1. 2001: A Space Odyssey (1968)
Stanley Kubrick made history with his 1968 masterpiece, "2001: A Space Odyssey". You can either love this movie or hate it, there's no room for in between. What is special about this film is that dialogues cover only 40 minutes. The rest of over one hour and a half were dedicated to beauty. Many film goers are questioning the decision to film a spaceships docking for 15 minutes. But Stanley Kubrick played all his creative cards on precisely this kind of magnificent sceneries that are amplified by a deafening silence.
The outer space plays by different rules that the usual movie making couldn't have ever grasped. The movie evolves at the same pace os how objects are moving in a zero gravity environment. Two astronauts and a talking computer called Hal round up the list of main characters. And for Stanley Kubrick, there are enough characters to avoid cluttering the two main focuses of the movie: the visuals and the special effects.
Ridley Scott saw a dreadful aftermath of this masterpiece: "After '2001: A Space Odyssey,' science fiction is dead." And he was right. The following movies have not succeeded yet to bring something new to this genre. And there have already passed 48 years since its opening night.
2. Birdman (2014)
When you have a filming crew of maximum ten persons and a budget of $1, it is still hard to make a one shot movie. Now imagine how difficult it would be to manage a $18,000,000 budget and tens of actors in one shot movie. The Director Alejandro González Iñárritu' actually achieved this impossible mission in 2014. Even though he resorted to many illusions, he succeeded to keep the takes at a minimum number. What's more is that he created an Oscar-winning movie in just two months. Not to mention that this extremely limited time included rehearsals also.
Once you finish watching ‘Birdman,' your perception will suffer a session of complete awe, and that's all thanks to a smart cinematic magic trick. The master of illusions Alejandro has also instructed his crew not to reveal the length of each take. Thus, his masterpiece will go down in history for good.
3. Avatar (2009)
Our list wouldn't have been right if we didn't mention the "Avatar" movie that completely changed the direction of the entertainment industry. The secret to really enjoy this movie is to forget about dialogue, plot, characters. Instead, you just have to relax and immerse yourself in a three-dimensional experience.
James Cameron was the first director who understood how the future of cinema would look like. So, he gambled everything on the wonderful world that only the latest CGI technology could have created. And he was so right to do so. It took him four years to realize his vision, and it was all worth it.

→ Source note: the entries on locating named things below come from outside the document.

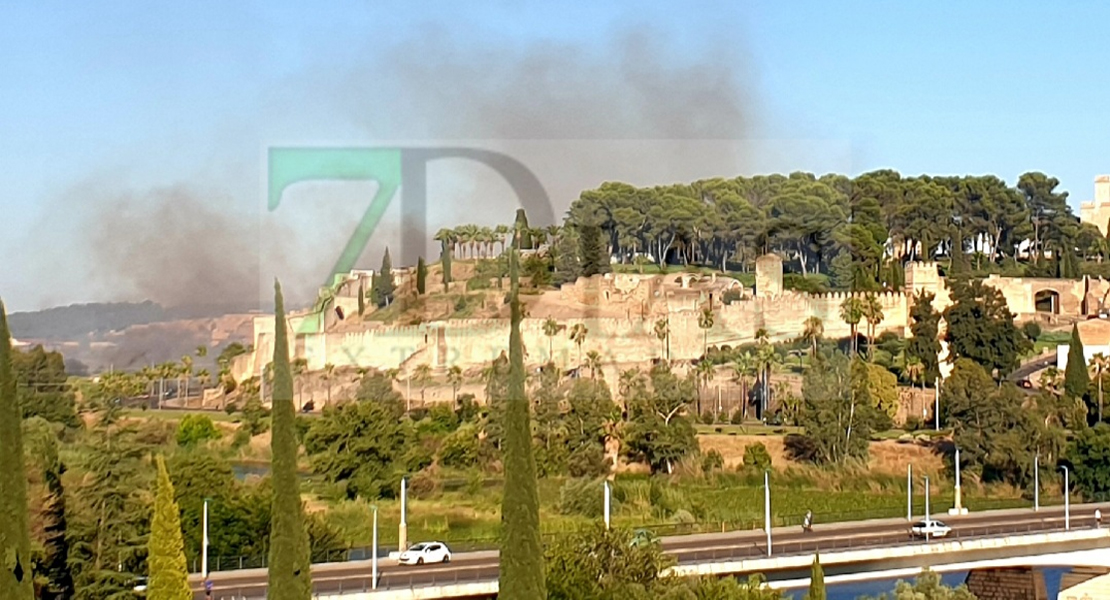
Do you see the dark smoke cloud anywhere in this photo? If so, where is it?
[28,21,772,306]
[348,26,756,140]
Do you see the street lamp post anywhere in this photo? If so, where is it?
[201,498,209,579]
[1060,466,1071,531]
[764,471,770,556]
[925,475,929,527]
[906,465,914,522]
[370,505,377,590]
[948,448,967,515]
[932,377,940,431]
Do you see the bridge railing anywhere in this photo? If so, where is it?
[190,497,1063,572]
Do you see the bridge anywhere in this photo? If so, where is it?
[192,505,1110,600]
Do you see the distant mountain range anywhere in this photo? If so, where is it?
[8,301,258,342]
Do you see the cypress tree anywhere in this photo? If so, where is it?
[440,240,451,292]
[513,209,535,250]
[1063,325,1091,398]
[42,450,75,600]
[0,301,34,600]
[147,455,193,600]
[374,248,393,305]
[268,282,312,600]
[498,250,547,600]
[416,256,427,296]
[806,555,826,600]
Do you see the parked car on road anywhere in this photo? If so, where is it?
[909,520,952,538]
[397,541,451,565]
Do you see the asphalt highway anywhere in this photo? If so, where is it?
[191,505,1110,600]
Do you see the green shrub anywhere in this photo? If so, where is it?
[178,415,220,447]
[744,441,770,470]
[558,478,613,518]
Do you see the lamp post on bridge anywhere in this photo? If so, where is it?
[1060,465,1071,531]
[948,448,968,516]
[1033,452,1040,512]
[906,464,914,522]
[764,470,770,556]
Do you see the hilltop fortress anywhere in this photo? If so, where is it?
[233,254,1110,379]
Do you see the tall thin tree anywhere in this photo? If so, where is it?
[0,301,34,600]
[268,281,312,600]
[147,455,193,600]
[498,248,547,600]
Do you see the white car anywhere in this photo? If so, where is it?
[909,521,952,538]
[397,541,451,565]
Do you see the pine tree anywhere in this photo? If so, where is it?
[42,456,74,600]
[374,248,394,305]
[578,224,609,277]
[513,209,535,250]
[1063,325,1091,398]
[268,278,315,600]
[147,455,193,600]
[440,240,451,293]
[806,555,826,600]
[416,256,427,296]
[0,301,34,600]
[498,250,547,600]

"Avatar" is the first movie which has ever reached the $2.5 million in the history of cinema even if we consider the inflation. What is really remarkable about this creation is that it brought value to the 3D technology. It is no longer a whim to film a movie in 3D, but it requires skill and a drop of genius. You have to use this technology in such a way, that the audience gets pumped with adrenaline for the entire screening time.
4. The Blair Witch Project (1999)
Some people might not find the thriller genre to their liking, but even they can admit that ‘The Blair Witch Project' is a one of a kind creation. All scenes look so true to reality that it is all you need to project the crippling sensation into your own personal world.

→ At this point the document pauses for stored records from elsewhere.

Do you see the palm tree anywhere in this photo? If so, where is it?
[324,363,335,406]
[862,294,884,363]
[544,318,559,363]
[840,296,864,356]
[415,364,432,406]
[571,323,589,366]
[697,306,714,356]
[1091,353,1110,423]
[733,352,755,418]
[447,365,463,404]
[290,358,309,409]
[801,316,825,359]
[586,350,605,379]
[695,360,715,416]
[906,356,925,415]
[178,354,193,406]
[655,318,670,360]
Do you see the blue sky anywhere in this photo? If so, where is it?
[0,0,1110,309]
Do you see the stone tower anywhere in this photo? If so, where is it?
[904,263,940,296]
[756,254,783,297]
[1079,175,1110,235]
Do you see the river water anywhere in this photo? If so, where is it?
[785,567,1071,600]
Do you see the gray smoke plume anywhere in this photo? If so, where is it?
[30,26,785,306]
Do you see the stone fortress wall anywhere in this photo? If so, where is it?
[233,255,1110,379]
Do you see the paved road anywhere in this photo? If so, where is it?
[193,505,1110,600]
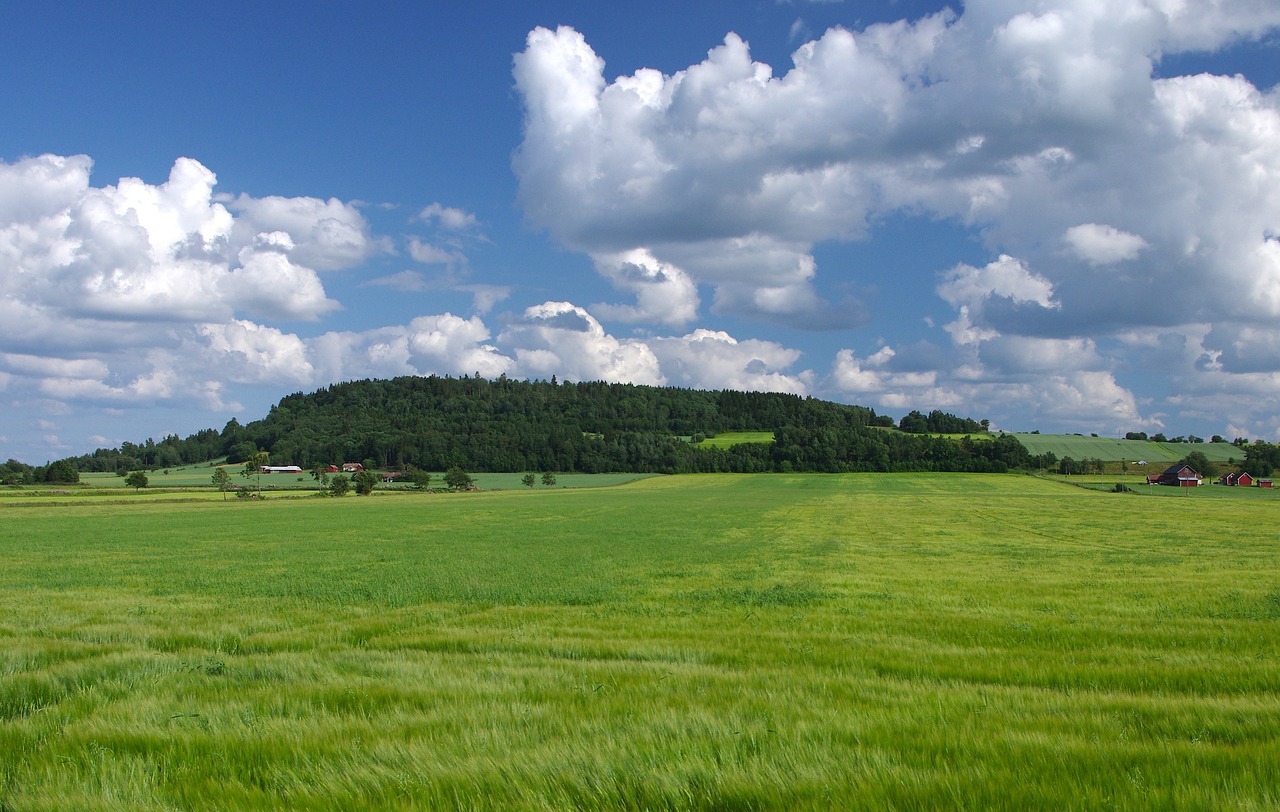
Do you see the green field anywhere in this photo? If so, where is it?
[0,474,1280,809]
[695,432,773,448]
[1015,433,1244,461]
[73,465,654,498]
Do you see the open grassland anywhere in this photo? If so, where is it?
[0,474,1280,809]
[63,465,657,496]
[1016,434,1244,461]
[695,432,773,448]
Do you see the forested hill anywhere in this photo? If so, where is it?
[64,377,1028,473]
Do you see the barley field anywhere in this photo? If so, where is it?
[0,474,1280,811]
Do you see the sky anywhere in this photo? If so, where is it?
[0,0,1280,464]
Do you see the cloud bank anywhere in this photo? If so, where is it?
[0,0,1280,458]
[513,0,1280,430]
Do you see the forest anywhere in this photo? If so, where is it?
[9,375,1034,482]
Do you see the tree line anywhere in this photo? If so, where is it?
[2,375,1032,474]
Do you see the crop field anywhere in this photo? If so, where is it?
[71,465,653,489]
[1016,434,1244,461]
[698,432,773,448]
[0,474,1280,809]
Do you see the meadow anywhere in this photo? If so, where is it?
[0,474,1280,809]
[1016,432,1244,461]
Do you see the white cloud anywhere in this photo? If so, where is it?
[408,237,465,265]
[408,313,513,378]
[362,270,431,293]
[591,248,698,325]
[197,319,315,386]
[937,255,1059,307]
[417,202,477,231]
[513,0,1280,420]
[648,329,813,394]
[223,189,389,270]
[498,302,667,386]
[1062,223,1147,265]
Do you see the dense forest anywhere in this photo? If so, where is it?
[5,377,1034,482]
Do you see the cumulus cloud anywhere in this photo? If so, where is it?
[1062,223,1147,265]
[591,248,698,325]
[648,329,814,394]
[498,302,667,386]
[417,202,477,231]
[513,0,1280,430]
[0,155,360,329]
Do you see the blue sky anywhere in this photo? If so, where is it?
[0,0,1280,462]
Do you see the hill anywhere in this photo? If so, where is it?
[1018,434,1245,465]
[47,377,1030,474]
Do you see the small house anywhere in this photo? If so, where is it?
[1147,462,1201,488]
[262,465,302,474]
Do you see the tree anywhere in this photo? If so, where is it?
[444,465,475,491]
[212,467,232,502]
[1183,451,1217,479]
[351,471,378,496]
[329,474,351,496]
[44,460,79,485]
[241,451,271,496]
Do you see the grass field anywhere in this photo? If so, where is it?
[73,465,653,498]
[1016,434,1244,461]
[0,475,1280,809]
[695,432,773,448]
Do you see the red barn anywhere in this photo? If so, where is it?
[1162,462,1201,488]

Three film students lost their way in their mission to reveal the truth about the Blair Witch legend by making a documentary. However, they mysteriously disappear without a trace in the woods. One year later, their footage is discovered which ends up being the actual movie "The Blair Witch Project." This plot line makes room for the collision between movie making and faux documentary in a witty way. You can't get comfortable with this movie. Once the footage starts unwinding, you receive a first-row experience, and you actually feel that you are in the shoes of the terrified main characters.
5. Apocalypse Now (1979)
A good movie offers its audience the chance to explore a world unseen before. A glorious movie will throw the viewers right in the middle of an unthinkable situation. "Apocalypse Now" offers a raw experience on the bloody fields of war.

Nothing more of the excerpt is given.